We'll be going to Austraiia in September for our third trip in three years. (In Sept.-Oct. 2006 we visited Sydney, Cairns/GBR/Daintree, Uluru and Alice Springs, and Tasmania; in Oct.-Nov. 2007, we were in Canberra, Kangaroo Is., Adelaide, Melbourne, and Syndey again. I promise that I will post very belated reports on these trips sometime soon.) This time, after teaching a short course at ANU, in Canberra, we have two weeks to see parts of Australia we haven't yet seen. We will end our trip with several days in Sydney. I'm trying to decide where we will go so that I can book our flights within Australia. As always, one is torn between (a) wanting to see as many places as possible and (b) doing each place justice and not spending a lot of time getting from place to place and having the trip be too hectic.

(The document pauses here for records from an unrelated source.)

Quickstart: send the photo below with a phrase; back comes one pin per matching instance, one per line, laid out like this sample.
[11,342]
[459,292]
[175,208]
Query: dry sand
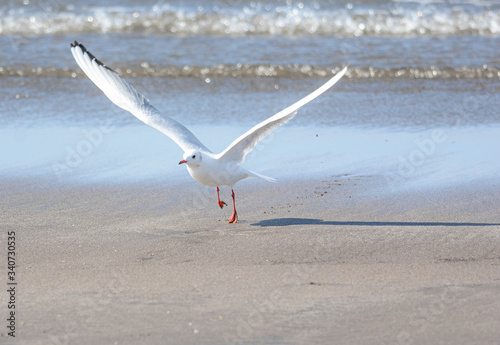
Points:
[337,260]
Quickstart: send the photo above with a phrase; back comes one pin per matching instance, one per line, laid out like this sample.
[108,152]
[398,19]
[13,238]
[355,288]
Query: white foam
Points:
[399,19]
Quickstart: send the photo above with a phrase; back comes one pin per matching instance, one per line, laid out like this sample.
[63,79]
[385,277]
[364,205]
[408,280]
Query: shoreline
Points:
[124,264]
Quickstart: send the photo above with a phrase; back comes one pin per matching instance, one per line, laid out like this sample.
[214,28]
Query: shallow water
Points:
[220,67]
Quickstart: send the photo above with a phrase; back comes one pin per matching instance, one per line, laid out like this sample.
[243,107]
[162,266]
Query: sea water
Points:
[414,68]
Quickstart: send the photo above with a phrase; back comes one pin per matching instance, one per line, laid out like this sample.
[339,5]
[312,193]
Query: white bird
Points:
[209,169]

I'd like advice about how to best spend our two weeks between Canberra and Sydney. I've had in mind going to the north and the west. We are interested in flora (particularly pretty flowers), wildlife (particularly beautiful birds), snorkeling (and good aquariums), kayaking, hiking and bicycling (but not too strenuous for either), Australian culture and history, and interesting museums. We are not interested in visiting wineries. We don't mind renting a car and driving, but don't want to spend undue amounts of time in the car. We are on an average budget. We are happy to get a good deal, but don't need to pinch pennies, and enjoy an occasional splurge. We've had some nice experiences at B&Bs on our previous trips. We like to stay in lodgings in good locations when we don't have a car.

I'd considered first going to the Darwin/Kakadu area and would appreciate suggestions of particular places to go and where to stay.

Broome sounds interesting. Is the weather decent in Sept.? Does Broome merit a few days when we only have 2 weeks total for the north and the west? (The things that I've read about that sound interesting to me are the Broome Bird Observatory, Malcolm Douglas' Broome Crocodile Park, Pearl Coast Zoo, Kimberley Astronomy Tour, Willie Creek Pearl Farm, Broome Microlight Flights, the Japanese Cemetary, the Historical Society Museum, Broome Heritage Trail, kayaking, Chinatown, The Pindan soils, Cable Beach Resort, Sun Pictures. Are any of these "duds"?)

I've heard mixed things about Ningaloo Reef. Is the snorkelling likely to be good in Sept.? Where do you fly in to to go there?

Perth sounds wonderful; we are definitely planning on going there. What would be a good place to stay in Perth? Which surrounding areas would you recommend, given our interests? It sounds like the wildflowers will be good when we're there. What would be the best places to go to see them in September?

My husband has expressed an interesting in driving the Great Ocean Road. Would it be nice in Sept.? We live in So. California and have driven along the coast and have read some posts suggesting that the GOR is no better than this.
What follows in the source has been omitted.